Potrei continuare con un elenco piuttosto noioso, ma il punto a cui voglio arrivare è questo. A prescindere dal gruppo ebraico al quale si ritiene che gli altri appartengano, nel caso della pandemia, come in tutti gli altri casi non si può generalizzare; è pericoloso e fuorviante. È stato più volte accertato che la percentuale di aderenza alle restrizioni in vigore nelle città israeliane più ortodosse come Benè Berak è esattamente la stessa del resto del mondo. Chi brucia le mascherine sono una minoranza, che non va generalizzata. Vivendo il mondo ortodosso dal suo interno, non mi sembra affatto che la pandemia lo stia “spaccando”, non più di quanto stia “spaccando” il resto della collettività. Tutto il mondo è “spaccato” sulla pandemia causata da un virus di cui ancora non si sa tutto. La comunità scientifica è spaccata sulle misure da adottare, le autorità governative ancora di più.
Nell’articolo su Kolòt è stato omesso il fatto che le principali autorità rabbiniche ortodosse (e anche “ultra-ortodosse”) riconosciute continuano a esortare al rispetto delle norme vigenti e delle indicazioni delle autorità sanitarie locali, anche con messaggi ufficiali di condanna e critica agli episodi come quello di chi brucia le mascherine. La differenza è che le immagini di chi brucia le mascherine finiscono sui media, i messaggi che insistono sulla necessità di proteggersi adeguatamente dai contagi, no. Mi rincresce trovarmi in disaccordo con Rav Somekh, per il quale nutro stima e rispetto, ma quello che Rav Somekh definisce “il modello charedì” sulla pandemia non è affatto il “modello charedì”. La posizione ufficiale e largamente maggioritaria del mondo ebraico ortodosso è quella dettata dalle norme in vigore, dal buon senso e dalla necessità di proteggere la salute propria e altrui.
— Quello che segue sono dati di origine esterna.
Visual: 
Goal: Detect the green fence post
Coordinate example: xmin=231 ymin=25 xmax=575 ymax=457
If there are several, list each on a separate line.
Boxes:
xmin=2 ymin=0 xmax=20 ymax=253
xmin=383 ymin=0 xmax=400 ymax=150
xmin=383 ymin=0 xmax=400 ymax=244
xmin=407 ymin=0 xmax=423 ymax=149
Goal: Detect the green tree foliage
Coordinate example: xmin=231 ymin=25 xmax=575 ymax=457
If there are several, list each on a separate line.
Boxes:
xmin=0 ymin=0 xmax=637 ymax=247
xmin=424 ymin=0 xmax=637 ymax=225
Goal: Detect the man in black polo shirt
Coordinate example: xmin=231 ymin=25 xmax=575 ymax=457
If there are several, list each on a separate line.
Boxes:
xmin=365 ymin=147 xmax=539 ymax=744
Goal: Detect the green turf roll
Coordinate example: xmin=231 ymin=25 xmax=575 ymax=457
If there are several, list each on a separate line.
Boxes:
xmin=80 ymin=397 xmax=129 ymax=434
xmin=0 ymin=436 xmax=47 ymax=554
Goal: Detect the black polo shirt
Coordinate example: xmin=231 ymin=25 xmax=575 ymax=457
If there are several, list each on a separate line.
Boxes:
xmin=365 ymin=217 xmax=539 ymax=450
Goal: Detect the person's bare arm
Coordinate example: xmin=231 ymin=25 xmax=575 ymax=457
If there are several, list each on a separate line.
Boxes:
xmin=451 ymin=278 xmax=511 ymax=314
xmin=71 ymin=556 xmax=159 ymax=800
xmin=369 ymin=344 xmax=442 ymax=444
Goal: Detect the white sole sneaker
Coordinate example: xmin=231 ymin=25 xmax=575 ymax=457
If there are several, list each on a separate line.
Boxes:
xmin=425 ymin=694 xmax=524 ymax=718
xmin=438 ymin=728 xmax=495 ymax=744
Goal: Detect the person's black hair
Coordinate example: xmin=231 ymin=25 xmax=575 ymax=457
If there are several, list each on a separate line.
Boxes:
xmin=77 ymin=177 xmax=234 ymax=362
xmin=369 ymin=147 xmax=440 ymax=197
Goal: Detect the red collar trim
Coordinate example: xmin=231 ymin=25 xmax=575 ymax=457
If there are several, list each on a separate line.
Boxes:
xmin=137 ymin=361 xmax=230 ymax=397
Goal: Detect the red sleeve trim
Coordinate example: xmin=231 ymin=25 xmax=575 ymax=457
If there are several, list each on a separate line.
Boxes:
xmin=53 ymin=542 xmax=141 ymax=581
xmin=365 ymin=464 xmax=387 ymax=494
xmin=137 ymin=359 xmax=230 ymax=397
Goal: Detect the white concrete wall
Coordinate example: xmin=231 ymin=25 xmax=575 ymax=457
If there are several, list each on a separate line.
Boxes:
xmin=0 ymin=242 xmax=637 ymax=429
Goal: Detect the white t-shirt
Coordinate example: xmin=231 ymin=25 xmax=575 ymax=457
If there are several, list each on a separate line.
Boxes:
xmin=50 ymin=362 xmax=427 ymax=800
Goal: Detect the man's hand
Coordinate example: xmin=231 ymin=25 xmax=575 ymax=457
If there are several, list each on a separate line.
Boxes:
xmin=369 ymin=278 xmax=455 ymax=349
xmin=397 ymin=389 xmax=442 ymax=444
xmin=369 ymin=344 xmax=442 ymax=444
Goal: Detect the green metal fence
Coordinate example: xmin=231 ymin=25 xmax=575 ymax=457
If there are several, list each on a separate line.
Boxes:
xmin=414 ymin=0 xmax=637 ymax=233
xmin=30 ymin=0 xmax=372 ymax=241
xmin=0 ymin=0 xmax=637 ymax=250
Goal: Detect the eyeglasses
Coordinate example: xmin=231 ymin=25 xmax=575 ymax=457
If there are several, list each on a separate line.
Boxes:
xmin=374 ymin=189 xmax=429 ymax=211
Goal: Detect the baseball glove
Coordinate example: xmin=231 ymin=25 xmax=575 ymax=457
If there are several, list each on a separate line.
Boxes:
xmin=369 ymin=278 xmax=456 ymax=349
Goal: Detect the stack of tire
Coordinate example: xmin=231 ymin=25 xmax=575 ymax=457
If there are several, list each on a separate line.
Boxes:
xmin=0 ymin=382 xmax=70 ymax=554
La posizione ebraica “religiosa” sul Coronavirus è chiara e non dà spazio a equivoci. Se ci sono singoli a cui non piace, rientrano nella percentuale degli individui “disobbedienti” di tutto il mondo. Posso capire le generalizzazioni dei media non-ebraici, che per definizione rincorrono il sensazionalismo, devono “fare notizia”, identificano un singolo con la categoria a cui credono appartenga, cercano e individuano comodi capri espiatori. Al nostro interno però sarebbe auspicabile che fossimo più oggettivi, corretti. E soprattutto, più uniti, più reciprocamente comprensivi. Abbiamo assistito a un rigurgito di antisemitismo sui social media che, era quasi scontato, incolpa gli ebrei dello scoppio della pandemia, identifica gli ebrei come appestati, untori eccetera. Io credo che la prima arma contro l’antisemitismo, contro la pandemia e contro diversi altri mali del mondo sia l’unità. Il Covid-19, appunto, non guarda in faccia nessuno; non fa distinzioni di sorta, etniche o religiose che siano. Siamo tutti nella stessa situazione. Non è colpa degli ebrei, non è colpa degli ebrei ortodossi, non è colpa degli ebrei ultra-ortodossi.
Come facciamo a difenderci all’esterno (o dall’esterno) quando non ci capiamo al nostro interno, quando siamo noi stessi ad alimentare pregiudizi e stereotipi? Perché dare voce a notizie esterne parziali e in alcuni casi faziose? E questo mondo ebraico “ortodosso”, che si ritrova a difendersi più di quanto effettivamente attacchi, perché non provare a conoscerlo di più al suo interno? Se non impariamo a conoscerci e a capirci noi, fra di noi, non possiamo pretendere che ci conoscano, che ci capiscano e che ci rispettino gli “altri”.